Frankfurter Allgemeine Zeitung - Rezension
Frankfurter Allgemeine Zeitung | Besprechung von 18.01.1997

Die Regierung der Seelen
Der große Vermittler Karl Dedecius und sein Panorama der polnischen Poesie · Von Harald Hartung

In "Eindrücke aus dem Theater", einem ihrer schönsten und ergreifendsten Gedichte, schildert die polnische Nobelpreisträgerin Wis¢awa Szymborska die "Auferstehung vom Schlachtfeld der Bühne" nach dem Fallen des Vorhangs: "das Ziehen des Dolchs aus der Brust, das Lösen der Schlinge vom Hals". Tröstliche Kunst! Denn anders als auf dem Theater werden in der brutalen Realität die Dolche nicht aus der Brust gezogen, die Schlingen nicht vom Hals gelöst, blickt das Opfer nicht selig dem Henker ins Auge.

Ingeniös benutzt die Dichterin die ehrwürdige Theatermetapher, um die brutale Realität der Geschichte zu pointieren. Und welche Geschichte wäre brutaler als die polnische? Aber auch welche Poesie leidgeprüfter, leiderfahrener als die polnische? So daß Szymborskas Kollege Adam Zagajewski 1982 die äußerste Zuspitzung riskiert: "Wirklich leben können wir nur in der Niederlage." In jener Niederlage, aus der dann der Triumph der Poesie erwächst.

Das alles hat in Polen Tradition, wie schon Heinrich Heine wußte: "Wenn Vaterland das erste Wort des Polen ist, so ist Freiheit das zweite." Aber Vaterland und Freiheit blieben für die Polen lange Zeit eine Sache der Hoffnung und Imagination, kurz die Sache der Dichter. Diese hatten, wie es der polnische Klassiker Adam Mickiewicz ausdrückte, die "Regierung der Seelen" auszuüben.
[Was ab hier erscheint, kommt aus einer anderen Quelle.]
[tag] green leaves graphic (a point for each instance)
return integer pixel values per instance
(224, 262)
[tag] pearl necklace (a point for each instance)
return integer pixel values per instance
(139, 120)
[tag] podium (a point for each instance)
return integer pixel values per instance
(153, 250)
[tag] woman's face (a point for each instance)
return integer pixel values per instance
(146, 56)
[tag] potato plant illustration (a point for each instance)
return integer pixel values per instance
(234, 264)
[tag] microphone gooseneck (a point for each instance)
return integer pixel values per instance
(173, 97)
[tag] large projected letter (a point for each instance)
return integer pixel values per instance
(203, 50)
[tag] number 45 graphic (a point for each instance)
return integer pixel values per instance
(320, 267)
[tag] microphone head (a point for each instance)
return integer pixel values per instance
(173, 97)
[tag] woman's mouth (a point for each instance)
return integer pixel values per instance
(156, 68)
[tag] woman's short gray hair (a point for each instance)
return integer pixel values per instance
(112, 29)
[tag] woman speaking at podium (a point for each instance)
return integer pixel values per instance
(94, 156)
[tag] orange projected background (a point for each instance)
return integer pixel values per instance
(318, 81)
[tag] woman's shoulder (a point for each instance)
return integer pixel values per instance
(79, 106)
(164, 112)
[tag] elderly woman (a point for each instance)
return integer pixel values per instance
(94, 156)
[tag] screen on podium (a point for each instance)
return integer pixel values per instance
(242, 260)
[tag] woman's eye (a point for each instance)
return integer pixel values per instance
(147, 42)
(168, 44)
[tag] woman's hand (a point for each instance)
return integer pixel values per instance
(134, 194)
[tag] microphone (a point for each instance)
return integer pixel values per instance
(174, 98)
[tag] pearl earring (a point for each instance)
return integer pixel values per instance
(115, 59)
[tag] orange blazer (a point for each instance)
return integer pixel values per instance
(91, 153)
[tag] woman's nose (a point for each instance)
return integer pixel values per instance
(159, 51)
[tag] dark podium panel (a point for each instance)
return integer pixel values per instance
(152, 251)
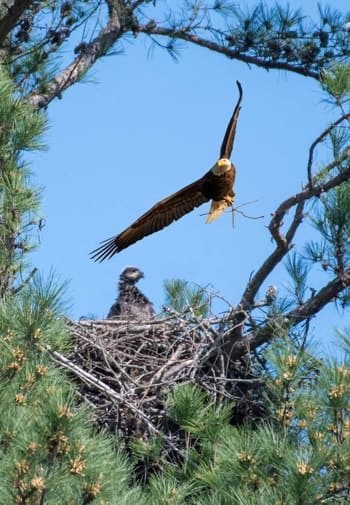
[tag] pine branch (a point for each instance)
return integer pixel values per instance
(307, 310)
(284, 242)
(87, 57)
(319, 140)
(11, 18)
(266, 63)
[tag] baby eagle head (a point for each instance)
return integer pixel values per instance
(222, 166)
(131, 274)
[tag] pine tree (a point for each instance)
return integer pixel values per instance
(299, 450)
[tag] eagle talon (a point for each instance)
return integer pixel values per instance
(216, 185)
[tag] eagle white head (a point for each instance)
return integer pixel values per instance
(222, 166)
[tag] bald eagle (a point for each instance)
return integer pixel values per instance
(131, 303)
(216, 185)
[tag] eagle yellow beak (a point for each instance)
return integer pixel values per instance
(223, 162)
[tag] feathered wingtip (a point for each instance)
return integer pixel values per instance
(108, 249)
(227, 143)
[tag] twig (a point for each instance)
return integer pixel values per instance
(320, 139)
(111, 393)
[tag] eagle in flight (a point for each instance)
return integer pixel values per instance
(216, 185)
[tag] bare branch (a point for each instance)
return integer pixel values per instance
(284, 243)
(320, 139)
(109, 392)
(10, 19)
(301, 313)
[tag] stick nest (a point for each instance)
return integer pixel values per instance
(126, 369)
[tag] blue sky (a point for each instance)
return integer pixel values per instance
(141, 128)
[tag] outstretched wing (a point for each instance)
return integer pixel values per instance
(227, 143)
(159, 216)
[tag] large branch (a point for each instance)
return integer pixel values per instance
(284, 242)
(11, 18)
(301, 313)
(89, 54)
(234, 54)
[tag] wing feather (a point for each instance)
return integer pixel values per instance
(159, 216)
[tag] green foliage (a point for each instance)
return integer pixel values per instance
(21, 129)
(48, 448)
(301, 454)
(183, 297)
(336, 81)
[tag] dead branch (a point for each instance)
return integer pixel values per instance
(126, 369)
(318, 141)
(12, 17)
(284, 242)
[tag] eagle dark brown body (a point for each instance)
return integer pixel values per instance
(216, 185)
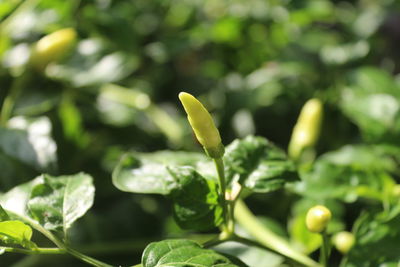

Kein anderes Volk war so sehr auf diese stolze wie elend machende Kompensation angewiesen. Was das Elend angeht, so endet ein jüngerer Dichter, Andrzej Bursa, sein "Dankgebet" mit dem einzigen Vorwurf an Gott: "Warum hast du mich zum Polen gemacht?" Und Ernest Bryll steigert die polnische Selbstkritik zur Selbstbezichtigung: "Auch das muß man den Polen ohne Umschweif sagen: / Ihr lebt wie ein Vampir vom Blut von euresgleichen." Zwei Zitate, die zeigen, daß die Blüte der polnischen Lyrik aus einem tieftraurigen Grund kommt. Zwei Dichternamen zudem, die auch dem interessierten Lyrikleser kaum bekannt gewesen sein dürften.

Es sei denn, er nimmt die beiden Lyrikbände zur Hand, mit denen Karl Dedecius sein enormes, auf sieben Teile angelegtes "Panorama der polnischen Literatur des zwanzigsten Jahrhunderts" eröffnet. Mit diesem Unternehmen, darf man etwas pathetisch sagen, krönt er sein Lebenswerk. Und so hat er, der einzige Karl Dedecius, nicht bloß das Recht, sondern quasi die Pflicht zur Monumentalität. Keiner hat mehr für die Vermittlung der polnischen Literatur getan als er. Ihm verdanken die großen Lyriker - Herbert, Rózewicz, Wis¢awa Szymborska - ihre deutsche Präsenz und ihren europäischen Ruhm. Seine Übersetzungen haben uns auch die Namen der jüngeren Dichter Polens eingeprägt. Nun gibt er seine Summa: "zehn Kapitel mit je zehn Dichtern für die zehn Jahrzehnte des Jahrhunderts". Er nennt das bescheiden eine "Auswahl" und entschuldigt sich bei jenen Poeten, die er in diesem weitgesteckten Rahmen nicht unterbringen konnte.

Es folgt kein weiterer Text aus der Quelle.